To counter the Chinese challenge, the United States wants to create a "network" of countries with "shared values, habits of cooperation, and compatible and complementary capabilities", which will expand the strategic reach of the participating countries, enable them to pool their resources to share the security burden, and, thereby, "help ensure the peace and stability in the region for years to come".

New Delhi need not become part of this network but it needs to articulate the requirement for new security architecture in Asia that can successfully take on the challenge posed by a rising and aggressive China.

During Parrikar's visit, he and his American counterpart mentioned the importance of the free flow of trade to both countries, underscoring their "shared interest in freedom of navigation and overflight and unimpeded commerce as part of rule-based order in (the) India-Pacific".

Delhi and Washington are now focusing on maritime security with another round of maritime dialogue to follow the inaugural one held earlier this year in May.


India and the US have been striving to conclude a series of "foundational agreements" for years now.

But under the UPA, even the least controversial, the logistics one, could not move forward as then defence minister AK Antony, under the influence of the Left parties, became convinced about America's "malign" motives in pushing it through.

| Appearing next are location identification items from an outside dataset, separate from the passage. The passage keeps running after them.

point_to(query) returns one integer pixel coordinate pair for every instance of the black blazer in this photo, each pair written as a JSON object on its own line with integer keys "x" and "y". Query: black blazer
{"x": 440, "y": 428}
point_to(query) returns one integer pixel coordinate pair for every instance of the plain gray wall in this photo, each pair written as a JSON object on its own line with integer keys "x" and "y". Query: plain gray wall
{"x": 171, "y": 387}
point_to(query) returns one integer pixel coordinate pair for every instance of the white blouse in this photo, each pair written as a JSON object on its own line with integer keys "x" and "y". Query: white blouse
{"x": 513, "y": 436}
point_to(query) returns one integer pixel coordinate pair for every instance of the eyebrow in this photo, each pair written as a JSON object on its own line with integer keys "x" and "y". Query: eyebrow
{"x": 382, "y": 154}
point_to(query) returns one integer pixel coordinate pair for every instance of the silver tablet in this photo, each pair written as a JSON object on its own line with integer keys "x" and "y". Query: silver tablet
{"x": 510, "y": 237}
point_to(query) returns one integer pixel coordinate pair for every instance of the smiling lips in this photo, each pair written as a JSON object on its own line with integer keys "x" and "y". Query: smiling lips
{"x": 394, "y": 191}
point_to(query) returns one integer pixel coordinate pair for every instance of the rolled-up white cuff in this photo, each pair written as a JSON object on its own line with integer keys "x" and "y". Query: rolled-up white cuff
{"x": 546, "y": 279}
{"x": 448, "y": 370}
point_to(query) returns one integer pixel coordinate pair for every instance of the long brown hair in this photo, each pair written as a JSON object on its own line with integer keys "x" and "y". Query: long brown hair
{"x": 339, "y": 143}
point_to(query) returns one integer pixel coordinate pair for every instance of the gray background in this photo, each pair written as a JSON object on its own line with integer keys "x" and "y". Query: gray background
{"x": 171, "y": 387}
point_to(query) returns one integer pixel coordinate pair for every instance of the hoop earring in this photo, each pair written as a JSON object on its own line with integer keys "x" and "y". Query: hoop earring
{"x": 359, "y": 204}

With the LEMOA now been finalised, the two nations can finally move forward with some confidence about the future of the India-US defence ties.

India is in the big league today and should start thinking big. The old Third World rhetoric doesn't - and would not do - justice to India's global aspirations.

The defence pact between the US and India would help the two countries in governing the use of each other's land, air and naval bases for repair and resupply, a step toward building defence ties as they seek to counter the growing maritime assertiveness of China.

The Modi government is gradually shedding the traditional Indian strategic diffidence and has rightly concluded that strong defence ties with the US enhance our strategic autonomy rather than constraining.